In the afternoon, the children from Tuba waited further away from the
settlement for the police to escort them home. After ninety minutes, some
of the children lost patience and began to walk home the long way around.
The police were unable to do the escort and an army jeep eventually arrived
two hours after the end of school. All children got home, though one small
boy fell and hurt his hand while walking the long way home.
Shortly after 3:00 p.m., Janzen and a Dove responded to a report from
shepherds that olive trees had been cut in a valley near At-Tuwani in the
night. The landowner showed them how seventeen olive trees, all about one
year old, had been cut off fairly close to the ground. At about 5:00 p.m.
police arrived to document the damage and take a statement from the
landowner.
Wednesday 26 April 2005
In the morning the Doves noticed that there were several large boulders
across the road preventing vehicular access through the gate along the short
road. The police escorting the children told the Doves that they were going
to call the army to remove them.
Jack and a Dove went to the school shortly after noon when Meyer reported
the presence of a military jeep there. A teacher and the Tuba children
(already released from school) reported that soldiers had told the children
to go to the house in the village closest to the settler outpost rather than
to the gate leading to the short way to Tuba. Jack asked a soldier why the
jeep had come to a different place and where it would be the following day.
The soldier said that it would be at this house again because of 'the
agriculture.' He said [incorrectly] that the children had damaged the
settlers' trees. The soldiers then escorted the children around by the
middle path south of the Hill 833 outpost.

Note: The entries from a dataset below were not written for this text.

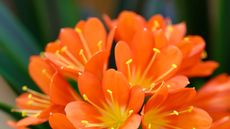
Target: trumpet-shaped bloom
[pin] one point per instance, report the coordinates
(36, 106)
(173, 111)
(110, 104)
(165, 34)
(84, 48)
(214, 97)
(147, 66)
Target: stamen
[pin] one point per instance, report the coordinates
(81, 53)
(99, 44)
(173, 67)
(111, 95)
(128, 62)
(30, 96)
(156, 51)
(70, 55)
(25, 88)
(83, 40)
(155, 25)
(93, 104)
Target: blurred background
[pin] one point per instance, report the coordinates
(26, 26)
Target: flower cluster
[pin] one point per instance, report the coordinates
(147, 90)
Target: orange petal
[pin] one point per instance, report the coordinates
(179, 97)
(122, 55)
(97, 64)
(118, 85)
(166, 60)
(157, 98)
(143, 52)
(202, 69)
(40, 72)
(82, 111)
(177, 32)
(177, 82)
(198, 119)
(30, 121)
(45, 114)
(133, 122)
(22, 102)
(223, 123)
(59, 121)
(68, 37)
(61, 92)
(90, 85)
(136, 94)
(94, 33)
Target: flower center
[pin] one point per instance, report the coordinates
(137, 77)
(113, 116)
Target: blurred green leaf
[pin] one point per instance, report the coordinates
(16, 47)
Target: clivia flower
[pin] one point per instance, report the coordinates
(164, 34)
(35, 106)
(110, 104)
(173, 110)
(147, 66)
(84, 48)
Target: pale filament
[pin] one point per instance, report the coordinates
(84, 43)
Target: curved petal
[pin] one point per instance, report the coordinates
(61, 92)
(201, 69)
(82, 111)
(116, 82)
(142, 47)
(136, 94)
(59, 121)
(198, 119)
(122, 55)
(94, 32)
(97, 64)
(166, 63)
(40, 72)
(133, 122)
(90, 85)
(30, 121)
(177, 82)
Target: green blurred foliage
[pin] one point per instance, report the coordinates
(26, 26)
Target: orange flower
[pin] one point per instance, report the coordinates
(56, 94)
(110, 104)
(223, 123)
(173, 111)
(214, 97)
(147, 66)
(85, 48)
(165, 34)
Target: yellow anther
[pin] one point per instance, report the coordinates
(109, 91)
(190, 109)
(129, 61)
(186, 39)
(63, 48)
(156, 50)
(85, 97)
(175, 112)
(30, 96)
(84, 122)
(24, 88)
(99, 44)
(174, 65)
(78, 30)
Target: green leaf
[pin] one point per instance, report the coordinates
(16, 47)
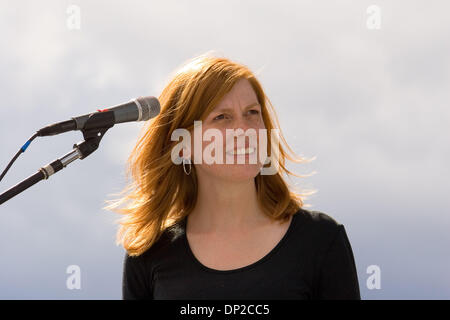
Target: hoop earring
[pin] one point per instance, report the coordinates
(188, 161)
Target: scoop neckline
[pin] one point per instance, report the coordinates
(244, 268)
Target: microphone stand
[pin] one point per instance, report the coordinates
(93, 131)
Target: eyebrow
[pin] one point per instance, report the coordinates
(246, 108)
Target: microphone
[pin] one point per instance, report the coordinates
(139, 109)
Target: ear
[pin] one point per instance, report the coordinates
(185, 153)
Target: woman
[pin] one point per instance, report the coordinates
(223, 230)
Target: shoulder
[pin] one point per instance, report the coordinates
(168, 239)
(318, 219)
(319, 228)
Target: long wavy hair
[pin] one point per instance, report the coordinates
(160, 194)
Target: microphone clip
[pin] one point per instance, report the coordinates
(93, 131)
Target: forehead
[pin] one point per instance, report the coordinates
(241, 95)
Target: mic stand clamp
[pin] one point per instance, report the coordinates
(93, 131)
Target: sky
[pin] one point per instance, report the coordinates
(362, 86)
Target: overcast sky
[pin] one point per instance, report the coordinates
(372, 104)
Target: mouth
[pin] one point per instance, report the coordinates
(241, 151)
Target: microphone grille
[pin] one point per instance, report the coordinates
(150, 107)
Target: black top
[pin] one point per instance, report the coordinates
(314, 260)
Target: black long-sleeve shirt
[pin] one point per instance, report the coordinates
(314, 260)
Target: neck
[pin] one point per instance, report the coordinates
(224, 207)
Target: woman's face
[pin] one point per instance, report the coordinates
(239, 109)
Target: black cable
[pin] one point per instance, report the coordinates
(22, 150)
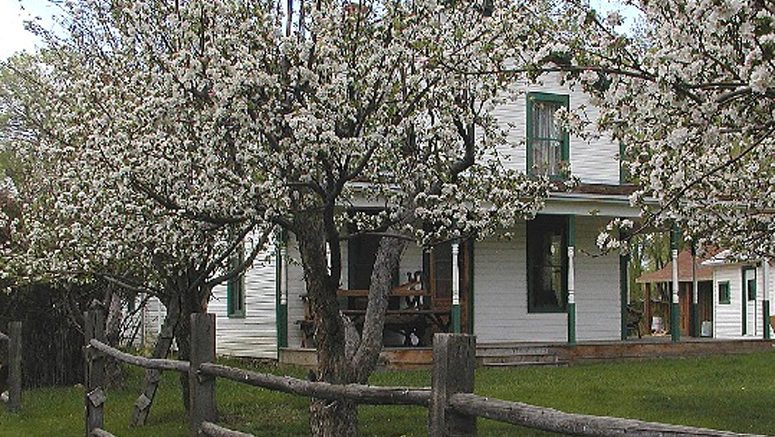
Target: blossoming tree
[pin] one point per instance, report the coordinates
(690, 95)
(239, 113)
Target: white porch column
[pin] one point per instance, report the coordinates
(455, 288)
(766, 297)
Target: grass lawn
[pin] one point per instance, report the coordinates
(735, 393)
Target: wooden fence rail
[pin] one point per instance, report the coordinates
(547, 419)
(14, 363)
(358, 393)
(453, 408)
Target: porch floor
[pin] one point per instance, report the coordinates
(538, 353)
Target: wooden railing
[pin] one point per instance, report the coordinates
(14, 362)
(453, 408)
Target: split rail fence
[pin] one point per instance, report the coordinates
(13, 361)
(453, 408)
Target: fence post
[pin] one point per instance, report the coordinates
(15, 367)
(95, 370)
(201, 387)
(454, 362)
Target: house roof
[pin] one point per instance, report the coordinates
(603, 189)
(665, 274)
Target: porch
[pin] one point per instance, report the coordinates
(555, 354)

Meyer and a Dove watched from a hill as the children and their military
escort approached the settler caravan on the east side of the outpost by the
middle path at 1:00 p.m.. A minute before the escort got there, another
army jeep arrived at the caravan, and a settler spoke to the soldiers.
Then five adult male settlers and one adult female came from the caravan and
stood by the road. When the children approached, the settlers yelled at
them and moved toward them. The children were frightened and ran back to
the escort jeep. Soldiers got out of both jeeps, with some going towards
the settlers and some walking among the children. At that moment, a police
car arrived from the direction of Ma'on settlement, and one adult male
settler ran away down the hill. The other settlers spoke to the
schoolchildren while the children and their escort walked quickly past the
cabin. When the children and the escort were past, the second army jeep
left. The police in the car drove around on the middle path and met a
police jeep approaching from At Tuwani. After conferring for a few minutes,
both police vehicles returned toward Ma'on.

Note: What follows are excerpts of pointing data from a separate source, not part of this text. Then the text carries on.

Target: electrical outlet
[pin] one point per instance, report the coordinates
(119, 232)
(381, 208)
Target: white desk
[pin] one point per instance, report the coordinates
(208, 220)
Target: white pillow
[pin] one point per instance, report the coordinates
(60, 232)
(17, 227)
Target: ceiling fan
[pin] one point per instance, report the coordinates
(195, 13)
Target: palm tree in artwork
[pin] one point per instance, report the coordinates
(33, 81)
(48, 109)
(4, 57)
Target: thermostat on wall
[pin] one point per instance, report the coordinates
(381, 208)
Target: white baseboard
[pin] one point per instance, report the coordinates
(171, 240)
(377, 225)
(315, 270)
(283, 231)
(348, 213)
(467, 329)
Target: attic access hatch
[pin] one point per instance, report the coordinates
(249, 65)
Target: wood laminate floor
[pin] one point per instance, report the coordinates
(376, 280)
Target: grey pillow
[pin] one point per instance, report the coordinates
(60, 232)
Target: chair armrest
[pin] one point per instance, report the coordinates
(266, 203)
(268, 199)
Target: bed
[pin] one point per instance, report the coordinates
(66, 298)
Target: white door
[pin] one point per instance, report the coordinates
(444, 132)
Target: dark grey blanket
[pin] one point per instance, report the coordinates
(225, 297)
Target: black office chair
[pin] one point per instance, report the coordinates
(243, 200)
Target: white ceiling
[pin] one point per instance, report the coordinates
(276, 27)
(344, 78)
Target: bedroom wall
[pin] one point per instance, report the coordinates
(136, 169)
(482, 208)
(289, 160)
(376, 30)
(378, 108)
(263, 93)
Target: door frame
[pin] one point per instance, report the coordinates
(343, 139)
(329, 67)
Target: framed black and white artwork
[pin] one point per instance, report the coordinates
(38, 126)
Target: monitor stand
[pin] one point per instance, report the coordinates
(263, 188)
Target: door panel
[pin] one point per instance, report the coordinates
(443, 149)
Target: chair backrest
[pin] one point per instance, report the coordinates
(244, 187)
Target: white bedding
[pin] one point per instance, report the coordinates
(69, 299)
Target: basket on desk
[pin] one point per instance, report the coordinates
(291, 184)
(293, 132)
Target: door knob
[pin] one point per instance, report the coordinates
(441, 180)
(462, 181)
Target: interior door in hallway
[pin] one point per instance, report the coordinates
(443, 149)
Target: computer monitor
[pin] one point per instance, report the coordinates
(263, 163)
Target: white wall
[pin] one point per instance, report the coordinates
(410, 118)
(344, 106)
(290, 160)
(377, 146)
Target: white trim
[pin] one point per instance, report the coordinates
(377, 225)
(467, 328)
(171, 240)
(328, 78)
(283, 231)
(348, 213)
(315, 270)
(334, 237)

Jack spoke to two visitors from UNWRA, who had visited an elderly woman
injured by police in the demonstration on 22 April 2006.
After lunch, Meyer and a Dove went down to bypass road 317 to watch the
continuing construction. Two security officers claimed to Meyer that the
work was a road-widening project, but then they admitted that it would
include a low wall. Meyer asked about all the people of At-Tuwani and
surrounding area who need to get to Yatta. "Why do they need to go to
Yatta?"a guard replied. "There are hospitals in Israel. There are schools
in Israel. All this side is Israel. People on that side can go to Yatta."